What is the input format for prediction? I used the main_evaluate_json.py to get output using the validation code. The output converts the numbers to "0's" and substrings are splitted and adds "##" to the prefix. Is is possible to get the actual text output from text_boxes key in input json?
I did change update_dict=True for evaluation and then commented the tokenization code where numbers are converted to 0's and replaced final string " ##" with "", which gives me the output somewhat. But why are we masking the data?
As suggested I updated the dict using main_dict_json.py with training data. Also updated the vocab.txt with new words.
If I change update_dict=False for evaluation I only get [UNK] for all words for both GT/INF.

This is a good question.

Since numbers have almost the same meaning in receipts, we convert numbers into zeros where only the length of the numbers are counted, e.g. "1234"→"0000", "55555"→"00000". Moreover, different combinations of numbers can formulate countless number of types to learn for the model, which is difficult.

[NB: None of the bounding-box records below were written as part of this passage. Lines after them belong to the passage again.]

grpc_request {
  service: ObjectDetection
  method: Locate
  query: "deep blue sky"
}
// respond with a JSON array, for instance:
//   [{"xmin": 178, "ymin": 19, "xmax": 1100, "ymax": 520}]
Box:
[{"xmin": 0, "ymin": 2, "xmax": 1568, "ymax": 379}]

All in all, the masking is to help the model focus on the most import target in our task, that is the length of the numbers.

If your task have specific requirement to the type of the numbers but rather the length of numbers, comment the related line of code for masking the numbers to 0s.

Thank you for your reply. Can you also explain how to get the original text after prediction?
The output still has tokenzied words with ## as prefix. I simply replaced it with space. Special characters are splitted separately which makes the output different from Ground Truth.
The bbox is also drawn and the input json didn't have the coordinates for the model generated output.
Do we have to pass the prediction to OCR again to get the original text?
As @Neelesh1121 mentioned the accuracy is less because of that. If you have used the 0's and ## in your code, can you please share us the prediction code?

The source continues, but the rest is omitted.